To remove items from a hash table, you cannot simply seek the item and then make its location in the hash table empty. The reason is that the item might be part of a chain of items that have the same hash number. I will explain this with an example.
First, an element is stored with the key “apple”. This element ends up at index 10. Second, an element is stored with the key “banana”. This element ends up at the same hash number as “apple”, so it gets stored at index 11 (with “linear probing” and a perturbation value of 1). Then, the key “cherry” is used to store an element, which again ends up with the same hash number, and thus gets stored at index 12.
When “cherry” is searched for, the hash number indicates index 10, where “apple” is stored. Since this is not “cherry”, it checks index 11, where “banana” is stored. Since this is still not “cherry”, it checks index 12, and finds “cherry”.

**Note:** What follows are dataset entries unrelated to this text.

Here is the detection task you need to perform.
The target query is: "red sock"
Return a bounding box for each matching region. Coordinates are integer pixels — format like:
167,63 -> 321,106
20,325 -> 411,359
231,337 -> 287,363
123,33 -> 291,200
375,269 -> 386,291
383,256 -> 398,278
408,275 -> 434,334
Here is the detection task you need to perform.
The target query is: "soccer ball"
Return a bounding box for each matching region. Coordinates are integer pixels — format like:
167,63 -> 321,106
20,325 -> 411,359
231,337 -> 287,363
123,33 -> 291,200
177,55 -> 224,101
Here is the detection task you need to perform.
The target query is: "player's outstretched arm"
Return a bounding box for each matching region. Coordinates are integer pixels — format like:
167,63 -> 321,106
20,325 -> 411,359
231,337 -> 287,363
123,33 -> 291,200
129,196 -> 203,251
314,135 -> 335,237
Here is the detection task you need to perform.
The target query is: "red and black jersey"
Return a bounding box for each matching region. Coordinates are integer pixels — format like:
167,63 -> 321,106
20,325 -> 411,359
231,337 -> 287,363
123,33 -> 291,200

Now, suppose that the element with the key “banana” is removed, by making the slot with index 11 empty. Then, when searching for “cherry”, the procedure first finds “apple”, and then an empty slot, so it concludes that “cherry” is not in the hash table. This is wrong.
How can this be solved? Should you move all the elements which are later in the chain to earlier places in the chain? No, that is not a good idea; not only is this an expensive procedure, but these elements might actually be part of different chains, so moving them is not allowed.
The solution is therefore to indicate that the slot where the item is removed from is “empty”, but still potentially part of a chain. Commonly, the key is left in the table, but the associated element is removed. This entails that the slot therefore might be overwritten, but is not considered the end of a chain.